Dora looked at me blankly, so I decided to change tack. "Let's go on a decadent holiday where we will have food orgies all day long. It will be our little secret. None of the neighbors need to know."
Dora was skeptical at first, but I think that deep down she also had fantasies such as having more than one course in an evening. Eventually she agreed, thinking that after the holiday we would come home and live in our boring old way. I let her believe what she wanted because I was sure that her experiences would open her up to crave new recipes and foods.
Dora thought that we were going to Allentown, but I wanted something a little more out of the ordinary. Was she surprised when we took the flight to Jamaica instead!
On the plane she hugged me and said, "I never dreamed of a Caribbean holiday.

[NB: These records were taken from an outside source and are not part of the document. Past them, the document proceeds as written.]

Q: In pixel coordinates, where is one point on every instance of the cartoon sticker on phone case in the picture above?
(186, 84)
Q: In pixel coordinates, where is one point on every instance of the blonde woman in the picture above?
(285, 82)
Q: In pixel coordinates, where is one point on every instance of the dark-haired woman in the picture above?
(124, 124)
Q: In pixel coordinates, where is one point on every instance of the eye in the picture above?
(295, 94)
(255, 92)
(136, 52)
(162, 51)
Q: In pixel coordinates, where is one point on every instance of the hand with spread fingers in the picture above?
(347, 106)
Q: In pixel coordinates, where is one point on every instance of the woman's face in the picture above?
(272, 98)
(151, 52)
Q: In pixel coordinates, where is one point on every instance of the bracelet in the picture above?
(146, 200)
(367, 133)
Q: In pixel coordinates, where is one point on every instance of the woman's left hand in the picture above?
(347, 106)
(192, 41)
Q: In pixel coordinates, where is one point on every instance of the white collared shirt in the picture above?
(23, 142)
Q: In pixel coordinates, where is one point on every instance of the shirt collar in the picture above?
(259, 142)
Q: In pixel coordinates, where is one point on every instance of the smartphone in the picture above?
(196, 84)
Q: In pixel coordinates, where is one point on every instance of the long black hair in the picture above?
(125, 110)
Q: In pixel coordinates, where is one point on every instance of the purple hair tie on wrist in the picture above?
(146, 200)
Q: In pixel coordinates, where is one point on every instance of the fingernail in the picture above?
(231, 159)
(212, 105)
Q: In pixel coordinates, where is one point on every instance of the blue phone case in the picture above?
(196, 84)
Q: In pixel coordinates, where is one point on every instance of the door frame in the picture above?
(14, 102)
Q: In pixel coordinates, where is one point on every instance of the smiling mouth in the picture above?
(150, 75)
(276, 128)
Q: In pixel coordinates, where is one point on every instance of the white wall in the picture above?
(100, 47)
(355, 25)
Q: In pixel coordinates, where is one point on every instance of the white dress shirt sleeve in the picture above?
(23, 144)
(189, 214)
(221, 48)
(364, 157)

But I am a little worried about the food there. I have heard that they use the strongest, hottest spices and I am not sure I am ready for that."
"Don't worry, honey," I said reassuringly, "I will be there to protect you with lots of glasses of water."
"I'm so glad," she said as she nestled closer to me.
All through the flight I made Dora's mouth water with descriptions I had downloaded from the Internet. Somehow, by the end of it, I had her drooling for jerk cooked chicken, gasping for callalloo and begging for Pelau. The dishes were disguised under less threatening names such as "chopped barbecue," "vegetable soup" and "spicy chicken." Her biggest difficulty was in accepting that anything resembling pea soup might be edible, but for the rest it was plain sailing. She insisted that she would never try strange food, but that it made for a nice fantasy.
When we finally arrived in Kingston, Jamaica it was late afternoon. We were felling a bit tired, but I thought that it was time to test how far my wife would go. I suggested we have a passion fruit drink at the lounge before going to the hotel.
"Hold it!" she asked anxiously. "Isn't that some fancy foreign thing?"
I confessed that people from other cultures had been known to enjoy it. "But honey," I protested, "I noticed that your friends, the Johnsons, bought a bottle. I saw it in their trash."
"I would never have thought that they were into that," Dora said with a smirk, but I ordered two glasses anyway. When it arrived she watched me carefully, possibly to make sure that I was serious in trying out the new drink.
She daintily sipped it. Her eyes stretched in amazement. "So good," she gasped, before gulping down the rest as fast as she could. I watched her throat bob up and down as she tried to take as much of the drink as she could. It was at that moment I knew that my wife's inhibitions about food would soon be broken forever.
It was nightfall when we checked in at the hotel. Dora and I went to our suite. While she showered, I ordered supper from the extensive room service menu.